US life expectancy drops slightly, says CDC

LOS ANGELES The report from the /*Centers for Disease Control and Prevention*/ finds pneumonia deaths climbed nearly five percent in 2008.

For the first time in five decades, strokes are no longer the third leading cause of death. Chronic respiratory diseases took its place.

Some researchers speculate doctors and patients may be getting better at treating and preventing strokes. At the same time, internist Dr. Amy Lee, from Good Samaritan Hospital, says the rise in respiratory illness may be due to environmental factors like air pollution and smoking

Asthma, emphysema, and bronchitis all fall under the umbrella of chronic obstructive pulmonary disease (COPD). Doctors say it's about time these conditions are getting some notice.

"It's actually quite eye-opening because it really reflects what the changing times and evolution of how our society is today," said Dr. Lee.

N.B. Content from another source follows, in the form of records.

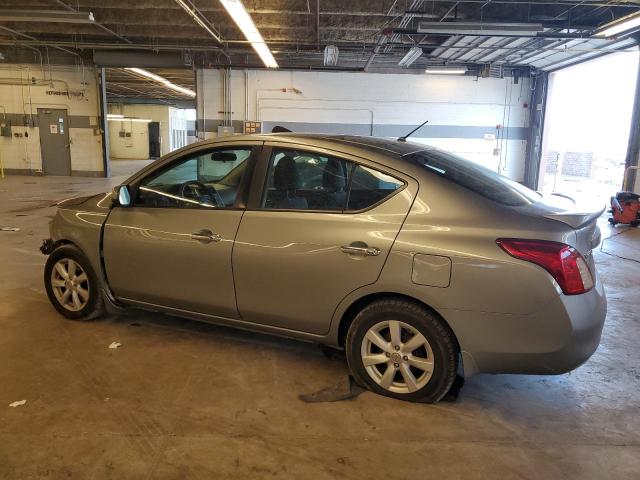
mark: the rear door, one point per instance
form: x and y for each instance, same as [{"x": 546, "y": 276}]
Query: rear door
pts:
[{"x": 320, "y": 226}]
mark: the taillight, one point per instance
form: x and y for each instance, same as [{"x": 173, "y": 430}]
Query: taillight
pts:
[{"x": 563, "y": 262}]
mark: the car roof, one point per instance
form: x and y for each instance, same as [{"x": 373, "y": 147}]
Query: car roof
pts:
[{"x": 385, "y": 146}]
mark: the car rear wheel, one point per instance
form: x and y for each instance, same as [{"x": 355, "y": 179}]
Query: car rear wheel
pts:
[
  {"x": 399, "y": 348},
  {"x": 72, "y": 285}
]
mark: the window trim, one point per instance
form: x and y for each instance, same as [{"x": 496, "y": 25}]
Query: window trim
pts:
[
  {"x": 259, "y": 181},
  {"x": 240, "y": 201}
]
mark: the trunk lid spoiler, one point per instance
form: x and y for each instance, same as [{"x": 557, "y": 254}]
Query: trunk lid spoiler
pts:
[{"x": 576, "y": 219}]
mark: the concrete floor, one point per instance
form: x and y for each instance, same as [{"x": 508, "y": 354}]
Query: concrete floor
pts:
[{"x": 185, "y": 400}]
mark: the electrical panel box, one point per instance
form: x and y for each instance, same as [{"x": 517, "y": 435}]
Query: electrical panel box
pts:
[
  {"x": 5, "y": 128},
  {"x": 252, "y": 127},
  {"x": 224, "y": 130}
]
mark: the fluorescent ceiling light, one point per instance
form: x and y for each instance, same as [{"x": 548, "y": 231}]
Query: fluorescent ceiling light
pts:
[
  {"x": 127, "y": 119},
  {"x": 162, "y": 80},
  {"x": 446, "y": 71},
  {"x": 473, "y": 28},
  {"x": 49, "y": 16},
  {"x": 412, "y": 55},
  {"x": 193, "y": 13},
  {"x": 622, "y": 25},
  {"x": 331, "y": 55},
  {"x": 243, "y": 20}
]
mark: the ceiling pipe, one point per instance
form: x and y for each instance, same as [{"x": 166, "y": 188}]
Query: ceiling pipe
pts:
[
  {"x": 97, "y": 24},
  {"x": 404, "y": 31},
  {"x": 560, "y": 3},
  {"x": 43, "y": 44}
]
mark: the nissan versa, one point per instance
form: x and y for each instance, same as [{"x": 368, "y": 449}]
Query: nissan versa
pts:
[{"x": 419, "y": 263}]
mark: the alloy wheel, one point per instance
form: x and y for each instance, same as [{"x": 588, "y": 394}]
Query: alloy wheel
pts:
[
  {"x": 397, "y": 356},
  {"x": 70, "y": 284}
]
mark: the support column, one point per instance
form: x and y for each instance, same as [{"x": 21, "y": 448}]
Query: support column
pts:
[
  {"x": 537, "y": 106},
  {"x": 633, "y": 149},
  {"x": 104, "y": 125}
]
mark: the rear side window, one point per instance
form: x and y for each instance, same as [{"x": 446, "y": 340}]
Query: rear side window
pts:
[
  {"x": 299, "y": 180},
  {"x": 474, "y": 177},
  {"x": 369, "y": 186}
]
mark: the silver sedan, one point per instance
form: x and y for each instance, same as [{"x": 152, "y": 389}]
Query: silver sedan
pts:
[{"x": 420, "y": 264}]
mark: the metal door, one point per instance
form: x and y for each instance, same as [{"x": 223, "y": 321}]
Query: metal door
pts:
[{"x": 54, "y": 141}]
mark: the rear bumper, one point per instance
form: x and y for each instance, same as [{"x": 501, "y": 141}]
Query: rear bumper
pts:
[{"x": 557, "y": 339}]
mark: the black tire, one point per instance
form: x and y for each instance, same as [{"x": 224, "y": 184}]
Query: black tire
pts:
[
  {"x": 441, "y": 340},
  {"x": 94, "y": 306}
]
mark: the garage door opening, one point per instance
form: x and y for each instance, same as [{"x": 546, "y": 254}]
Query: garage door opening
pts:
[
  {"x": 586, "y": 133},
  {"x": 151, "y": 112}
]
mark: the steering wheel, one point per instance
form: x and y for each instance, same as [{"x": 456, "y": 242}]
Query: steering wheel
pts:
[{"x": 196, "y": 190}]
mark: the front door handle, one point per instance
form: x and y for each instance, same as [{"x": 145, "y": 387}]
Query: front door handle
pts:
[
  {"x": 359, "y": 248},
  {"x": 206, "y": 236}
]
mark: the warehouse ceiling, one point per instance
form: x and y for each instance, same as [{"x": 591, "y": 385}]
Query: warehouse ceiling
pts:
[
  {"x": 127, "y": 87},
  {"x": 371, "y": 35}
]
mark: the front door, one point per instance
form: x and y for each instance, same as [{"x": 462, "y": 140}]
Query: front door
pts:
[
  {"x": 173, "y": 247},
  {"x": 323, "y": 228},
  {"x": 54, "y": 141}
]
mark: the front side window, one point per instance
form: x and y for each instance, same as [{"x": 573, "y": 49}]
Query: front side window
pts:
[
  {"x": 306, "y": 181},
  {"x": 210, "y": 180}
]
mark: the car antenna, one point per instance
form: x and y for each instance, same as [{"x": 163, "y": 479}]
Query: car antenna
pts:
[{"x": 404, "y": 139}]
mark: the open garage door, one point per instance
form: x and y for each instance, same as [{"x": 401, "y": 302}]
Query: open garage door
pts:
[{"x": 587, "y": 124}]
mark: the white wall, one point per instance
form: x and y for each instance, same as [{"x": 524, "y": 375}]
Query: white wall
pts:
[
  {"x": 460, "y": 110},
  {"x": 20, "y": 97}
]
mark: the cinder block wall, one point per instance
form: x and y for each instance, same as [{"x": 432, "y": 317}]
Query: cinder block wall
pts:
[
  {"x": 463, "y": 112},
  {"x": 24, "y": 89}
]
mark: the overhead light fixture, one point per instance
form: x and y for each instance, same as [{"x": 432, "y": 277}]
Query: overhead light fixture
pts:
[
  {"x": 331, "y": 55},
  {"x": 243, "y": 20},
  {"x": 473, "y": 28},
  {"x": 446, "y": 71},
  {"x": 412, "y": 55},
  {"x": 130, "y": 119},
  {"x": 622, "y": 25},
  {"x": 49, "y": 16},
  {"x": 194, "y": 13},
  {"x": 162, "y": 80}
]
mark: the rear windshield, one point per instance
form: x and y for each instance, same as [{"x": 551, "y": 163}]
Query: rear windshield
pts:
[{"x": 475, "y": 177}]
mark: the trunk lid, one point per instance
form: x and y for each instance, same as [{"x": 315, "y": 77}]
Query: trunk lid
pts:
[{"x": 579, "y": 214}]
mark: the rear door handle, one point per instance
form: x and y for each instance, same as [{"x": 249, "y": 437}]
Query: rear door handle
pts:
[
  {"x": 206, "y": 236},
  {"x": 358, "y": 250}
]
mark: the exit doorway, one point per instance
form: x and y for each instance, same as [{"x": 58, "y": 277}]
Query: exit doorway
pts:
[
  {"x": 587, "y": 124},
  {"x": 54, "y": 141}
]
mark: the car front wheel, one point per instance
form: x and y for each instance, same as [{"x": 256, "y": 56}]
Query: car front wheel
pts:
[
  {"x": 72, "y": 285},
  {"x": 399, "y": 348}
]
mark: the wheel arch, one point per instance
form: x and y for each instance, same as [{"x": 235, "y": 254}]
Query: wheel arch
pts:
[{"x": 357, "y": 305}]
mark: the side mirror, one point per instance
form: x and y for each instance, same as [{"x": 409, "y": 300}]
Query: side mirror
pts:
[{"x": 121, "y": 196}]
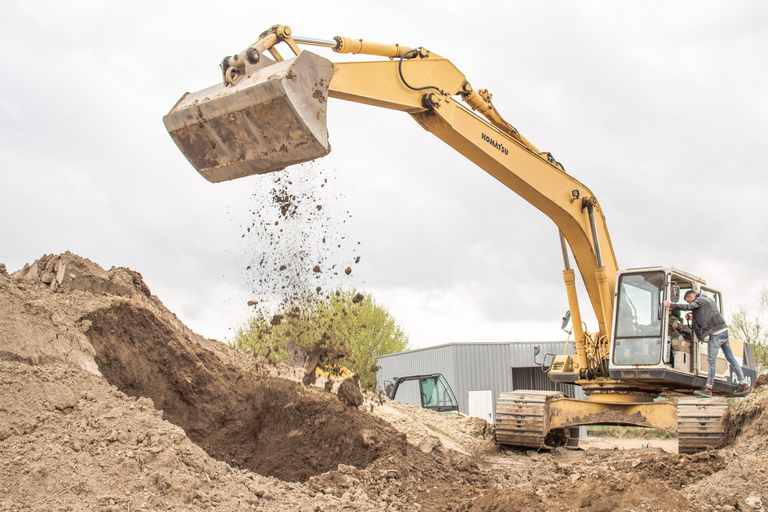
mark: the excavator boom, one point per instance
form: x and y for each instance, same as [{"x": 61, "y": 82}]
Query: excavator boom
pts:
[{"x": 269, "y": 113}]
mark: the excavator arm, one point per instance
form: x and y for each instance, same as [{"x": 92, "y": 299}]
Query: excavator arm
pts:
[{"x": 270, "y": 113}]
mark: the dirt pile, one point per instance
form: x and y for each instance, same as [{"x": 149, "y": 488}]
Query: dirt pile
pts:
[{"x": 108, "y": 402}]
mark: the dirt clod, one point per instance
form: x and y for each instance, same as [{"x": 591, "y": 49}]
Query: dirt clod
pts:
[{"x": 109, "y": 402}]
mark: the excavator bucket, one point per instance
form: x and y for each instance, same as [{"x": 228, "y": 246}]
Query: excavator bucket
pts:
[{"x": 266, "y": 121}]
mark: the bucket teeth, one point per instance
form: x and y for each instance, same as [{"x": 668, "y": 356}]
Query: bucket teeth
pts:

Besides COPD, the report reveals a rise in people dying from Alzheimer's disease and suicides.

Overall, life expectancy fell slightly from 77.9 years in 2007 to 77.8 in 2008.

Americans work long hours, and they're under a lot of stress. Dr. Lee says these latest numbers should remind people to pay attention to their personal health.

"You know, seeing your doctor, following recommendations, getting the exercise in and definitely eating correctly and eating in a healthy way," said Dr. Lee

She also recommends getting yearly flu shots and pneumococcal shots for the elderly. The CDC report also found death rates have declined from diabetes and homicides.